The drive up from Saint-Claude starts innocuously enough, past banana plantations and roadside stands selling rum and vanilla. Then the road begins to climb and the vegetation intensifies, becoming something almost aggressive in its greenness — ferns the size of small trees, bromeliads fat with trapped rainwater, the canopy closing overhead until the sky is just a suggestion of light filtering down. I had rented the cheapest car on the island and it was audibly unhappy with the gradient. By the time I reached the parking area at the trailhead, the temperature had dropped eight degrees and everything smelled of rain and deep soil, even though it hadn’t rained in hours.

The trail to La Soufrière winding through dense cloud forest, with twisted trees draped in moss and low cloud filling the canopy

The hike to the crater takes about an hour and a half if you don’t rush, which you shouldn’t. The trail cuts through cloud forest that has the quality of a greenhouse pushed past its design limits — everything wet, everything growing into everything else, the path itself more mud than track. The sulfur smell begins about twenty minutes before you reach the summit, working its way in subtly and then not subtly at all, until it’s all you can smell and you’ve stopped noticing it. The terrain shifts near the top to bare volcanic rock, pale and cracked, with steam venting from fissures in the ground and the occasional mud pool bubbling at the trailside. It looks like something from before the planet figured itself out.

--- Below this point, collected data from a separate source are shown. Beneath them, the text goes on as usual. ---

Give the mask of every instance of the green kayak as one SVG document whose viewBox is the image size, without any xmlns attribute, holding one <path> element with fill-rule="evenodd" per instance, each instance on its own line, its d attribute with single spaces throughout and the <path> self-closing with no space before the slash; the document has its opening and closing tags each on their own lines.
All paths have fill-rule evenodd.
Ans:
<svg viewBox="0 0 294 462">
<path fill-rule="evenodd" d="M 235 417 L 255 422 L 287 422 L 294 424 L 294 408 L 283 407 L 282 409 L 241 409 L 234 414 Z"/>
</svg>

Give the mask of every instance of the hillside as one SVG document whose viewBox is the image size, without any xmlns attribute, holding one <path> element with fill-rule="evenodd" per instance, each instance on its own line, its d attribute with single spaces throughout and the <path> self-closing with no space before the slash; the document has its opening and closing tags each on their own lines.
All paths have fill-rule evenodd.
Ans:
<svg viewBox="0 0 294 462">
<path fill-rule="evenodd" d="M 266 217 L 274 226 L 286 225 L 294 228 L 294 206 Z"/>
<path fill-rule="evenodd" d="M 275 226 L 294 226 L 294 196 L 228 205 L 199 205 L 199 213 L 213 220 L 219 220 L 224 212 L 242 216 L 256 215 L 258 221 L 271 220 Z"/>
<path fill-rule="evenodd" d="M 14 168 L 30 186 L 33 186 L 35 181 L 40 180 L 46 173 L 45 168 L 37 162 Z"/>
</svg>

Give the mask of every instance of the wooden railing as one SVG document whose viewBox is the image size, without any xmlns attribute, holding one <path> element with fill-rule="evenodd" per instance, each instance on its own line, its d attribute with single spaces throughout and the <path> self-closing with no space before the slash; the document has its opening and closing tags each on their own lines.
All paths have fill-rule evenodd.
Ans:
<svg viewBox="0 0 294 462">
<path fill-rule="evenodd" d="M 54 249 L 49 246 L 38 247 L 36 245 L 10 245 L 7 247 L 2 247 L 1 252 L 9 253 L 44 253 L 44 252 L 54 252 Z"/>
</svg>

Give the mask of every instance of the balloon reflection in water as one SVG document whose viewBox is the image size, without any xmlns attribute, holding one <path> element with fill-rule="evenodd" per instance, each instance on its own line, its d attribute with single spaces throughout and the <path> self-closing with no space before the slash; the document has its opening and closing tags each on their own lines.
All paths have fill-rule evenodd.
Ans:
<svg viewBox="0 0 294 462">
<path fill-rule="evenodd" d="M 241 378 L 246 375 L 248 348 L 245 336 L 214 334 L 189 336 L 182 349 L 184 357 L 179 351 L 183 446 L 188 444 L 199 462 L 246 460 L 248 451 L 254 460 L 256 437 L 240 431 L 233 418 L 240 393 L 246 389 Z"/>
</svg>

At the crater rim, on the day I went, the clouds were moving fast enough that you’d get three or four seconds of visibility out over the southern tip of Basse-Terre and the sea beyond before the white came back in. Those three or four seconds were enough. The volcano is not dramatic in the way that volcanoes in films are dramatic — it doesn’t glow or rumble — but it is very clearly alive, in the sense that it is doing something. The ground has a warmth to it. The last major eruption was 1976, and La Soufrière has been grumbling steadily enough in recent years that volcanologists keep close watch. Standing there, you understand why.

Volcanic fumaroles venting white sulfurous steam from the pale cracked rock near the summit of La Soufrière in morning light

On the way back down, I stopped at the hot spring pools at Matouba — thermal water the color of weak tea that seeps from the volcanic ground into a series of rock basins. A family had set up towels and a picnic. Children were testing the temperature with their feet. The whole scene had an air of Sunday afternoon contentment that felt like a deliberate counterpoint to the strangeness of the crater above. I drove back down to the coast smelling unmistakably of sulfur, and didn’t shower for a while because I wanted to hold onto the reminder.

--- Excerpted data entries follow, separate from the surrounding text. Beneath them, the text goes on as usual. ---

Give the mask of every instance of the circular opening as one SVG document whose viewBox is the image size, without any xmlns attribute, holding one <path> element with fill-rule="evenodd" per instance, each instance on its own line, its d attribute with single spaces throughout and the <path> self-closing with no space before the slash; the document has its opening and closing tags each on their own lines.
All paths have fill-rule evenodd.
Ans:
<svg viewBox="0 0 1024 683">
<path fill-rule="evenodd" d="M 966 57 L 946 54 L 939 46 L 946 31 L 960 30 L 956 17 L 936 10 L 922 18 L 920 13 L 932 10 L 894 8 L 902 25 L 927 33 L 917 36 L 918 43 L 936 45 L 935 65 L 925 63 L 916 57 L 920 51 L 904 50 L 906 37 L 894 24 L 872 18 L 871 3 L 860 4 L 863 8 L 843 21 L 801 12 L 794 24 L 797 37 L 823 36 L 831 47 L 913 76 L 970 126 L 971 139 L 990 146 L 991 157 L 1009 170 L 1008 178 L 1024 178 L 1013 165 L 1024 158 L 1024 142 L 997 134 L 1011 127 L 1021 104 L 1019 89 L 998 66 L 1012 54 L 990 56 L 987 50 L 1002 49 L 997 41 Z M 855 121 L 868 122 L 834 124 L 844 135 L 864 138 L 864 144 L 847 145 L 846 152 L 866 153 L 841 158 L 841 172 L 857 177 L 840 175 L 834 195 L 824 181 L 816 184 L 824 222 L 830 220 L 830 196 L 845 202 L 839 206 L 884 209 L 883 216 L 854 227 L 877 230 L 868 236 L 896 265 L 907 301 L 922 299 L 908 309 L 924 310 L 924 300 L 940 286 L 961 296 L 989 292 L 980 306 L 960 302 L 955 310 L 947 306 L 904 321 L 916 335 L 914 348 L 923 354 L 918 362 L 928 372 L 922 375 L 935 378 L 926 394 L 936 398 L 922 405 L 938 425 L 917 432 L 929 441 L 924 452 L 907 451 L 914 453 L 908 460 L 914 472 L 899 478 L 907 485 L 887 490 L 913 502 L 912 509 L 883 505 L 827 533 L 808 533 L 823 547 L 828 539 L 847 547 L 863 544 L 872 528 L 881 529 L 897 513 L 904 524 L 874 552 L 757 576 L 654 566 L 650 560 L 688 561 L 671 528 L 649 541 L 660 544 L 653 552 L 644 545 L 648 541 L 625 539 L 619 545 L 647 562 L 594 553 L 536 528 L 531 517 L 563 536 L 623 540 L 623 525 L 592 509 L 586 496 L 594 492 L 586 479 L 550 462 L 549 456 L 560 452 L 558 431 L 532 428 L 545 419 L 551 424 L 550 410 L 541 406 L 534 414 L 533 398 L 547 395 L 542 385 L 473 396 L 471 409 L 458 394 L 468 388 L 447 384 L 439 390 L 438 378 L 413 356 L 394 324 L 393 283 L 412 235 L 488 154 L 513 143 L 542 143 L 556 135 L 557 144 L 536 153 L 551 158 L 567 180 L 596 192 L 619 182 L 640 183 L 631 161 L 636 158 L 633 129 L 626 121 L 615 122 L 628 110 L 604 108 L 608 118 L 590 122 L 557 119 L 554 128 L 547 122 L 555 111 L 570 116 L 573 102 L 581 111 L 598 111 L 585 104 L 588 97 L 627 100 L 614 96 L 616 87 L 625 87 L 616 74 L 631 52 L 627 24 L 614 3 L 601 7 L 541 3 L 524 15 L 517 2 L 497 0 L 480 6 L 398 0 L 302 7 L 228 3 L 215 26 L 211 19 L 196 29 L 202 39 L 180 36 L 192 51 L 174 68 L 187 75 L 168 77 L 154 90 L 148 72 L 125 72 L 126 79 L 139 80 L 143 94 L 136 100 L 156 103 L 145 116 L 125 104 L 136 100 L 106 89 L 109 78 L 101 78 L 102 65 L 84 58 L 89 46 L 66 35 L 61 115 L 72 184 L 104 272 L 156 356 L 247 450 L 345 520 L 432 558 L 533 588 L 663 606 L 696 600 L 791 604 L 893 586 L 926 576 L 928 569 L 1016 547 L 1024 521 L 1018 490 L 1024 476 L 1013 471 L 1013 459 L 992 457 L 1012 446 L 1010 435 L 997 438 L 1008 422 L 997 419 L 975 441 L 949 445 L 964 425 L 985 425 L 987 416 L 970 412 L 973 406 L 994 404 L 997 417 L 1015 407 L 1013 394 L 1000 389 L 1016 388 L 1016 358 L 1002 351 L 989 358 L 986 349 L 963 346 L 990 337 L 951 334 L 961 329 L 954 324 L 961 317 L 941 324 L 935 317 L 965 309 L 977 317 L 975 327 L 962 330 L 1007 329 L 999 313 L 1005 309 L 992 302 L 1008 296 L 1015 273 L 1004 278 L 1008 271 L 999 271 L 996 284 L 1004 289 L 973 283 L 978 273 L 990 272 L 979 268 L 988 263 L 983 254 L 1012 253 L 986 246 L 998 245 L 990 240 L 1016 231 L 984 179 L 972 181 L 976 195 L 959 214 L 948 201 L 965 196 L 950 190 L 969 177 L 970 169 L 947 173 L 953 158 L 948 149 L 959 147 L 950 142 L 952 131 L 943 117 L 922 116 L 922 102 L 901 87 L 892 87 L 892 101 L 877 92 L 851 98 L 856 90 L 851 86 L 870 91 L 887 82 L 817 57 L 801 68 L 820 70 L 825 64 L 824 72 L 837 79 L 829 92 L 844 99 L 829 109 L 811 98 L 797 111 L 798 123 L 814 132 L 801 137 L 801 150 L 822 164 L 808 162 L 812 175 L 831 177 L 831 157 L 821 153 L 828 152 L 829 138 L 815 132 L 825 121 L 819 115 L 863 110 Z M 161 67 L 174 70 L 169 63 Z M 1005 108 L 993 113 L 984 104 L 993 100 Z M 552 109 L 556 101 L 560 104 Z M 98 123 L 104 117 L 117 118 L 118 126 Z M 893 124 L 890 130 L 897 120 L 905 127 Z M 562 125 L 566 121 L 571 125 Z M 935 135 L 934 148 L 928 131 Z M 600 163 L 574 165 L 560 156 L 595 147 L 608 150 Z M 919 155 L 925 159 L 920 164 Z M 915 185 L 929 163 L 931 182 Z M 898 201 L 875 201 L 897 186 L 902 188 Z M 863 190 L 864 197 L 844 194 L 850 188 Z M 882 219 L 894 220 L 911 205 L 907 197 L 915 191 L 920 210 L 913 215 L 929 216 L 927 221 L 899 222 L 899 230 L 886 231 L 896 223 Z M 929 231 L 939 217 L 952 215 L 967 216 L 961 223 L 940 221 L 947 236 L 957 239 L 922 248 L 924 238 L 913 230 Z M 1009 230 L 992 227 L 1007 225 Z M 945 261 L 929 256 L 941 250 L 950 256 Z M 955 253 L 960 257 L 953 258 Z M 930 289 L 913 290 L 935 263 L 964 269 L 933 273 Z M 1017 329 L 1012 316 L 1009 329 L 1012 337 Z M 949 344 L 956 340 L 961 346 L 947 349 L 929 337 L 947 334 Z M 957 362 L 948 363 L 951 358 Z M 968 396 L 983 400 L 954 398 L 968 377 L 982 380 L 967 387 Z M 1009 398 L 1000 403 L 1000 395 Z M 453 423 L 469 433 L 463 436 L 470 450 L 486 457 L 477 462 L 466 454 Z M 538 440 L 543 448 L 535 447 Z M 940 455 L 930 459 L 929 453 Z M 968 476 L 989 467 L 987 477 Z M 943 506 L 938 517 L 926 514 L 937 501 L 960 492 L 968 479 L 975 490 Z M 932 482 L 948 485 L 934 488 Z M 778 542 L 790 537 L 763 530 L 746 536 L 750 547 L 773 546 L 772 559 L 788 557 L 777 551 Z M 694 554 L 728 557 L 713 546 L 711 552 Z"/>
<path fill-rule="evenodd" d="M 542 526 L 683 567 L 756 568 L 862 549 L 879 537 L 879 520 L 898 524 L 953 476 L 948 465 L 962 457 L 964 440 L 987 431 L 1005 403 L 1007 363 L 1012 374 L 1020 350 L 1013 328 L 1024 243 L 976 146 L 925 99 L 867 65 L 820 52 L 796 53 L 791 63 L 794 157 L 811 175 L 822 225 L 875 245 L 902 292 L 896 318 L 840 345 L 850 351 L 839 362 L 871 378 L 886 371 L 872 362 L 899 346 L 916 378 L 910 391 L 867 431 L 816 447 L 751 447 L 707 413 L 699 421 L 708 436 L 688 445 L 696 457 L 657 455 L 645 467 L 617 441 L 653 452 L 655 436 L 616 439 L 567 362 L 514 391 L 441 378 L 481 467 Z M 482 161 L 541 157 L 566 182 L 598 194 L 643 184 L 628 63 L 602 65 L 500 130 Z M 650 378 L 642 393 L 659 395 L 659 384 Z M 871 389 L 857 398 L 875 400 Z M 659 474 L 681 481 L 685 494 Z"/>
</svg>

When to go: The dry season (December through April) gives the best chance of clear views from the summit, but the crater is perpetually cloud-wrapped, so you might not get visibility regardless of when you go. Start early — I left the parking lot at 6:45am and had the trail almost to myself. Avoid hiking during or immediately after heavy rain, when the path turns treacherous and the steam vents are at their most active.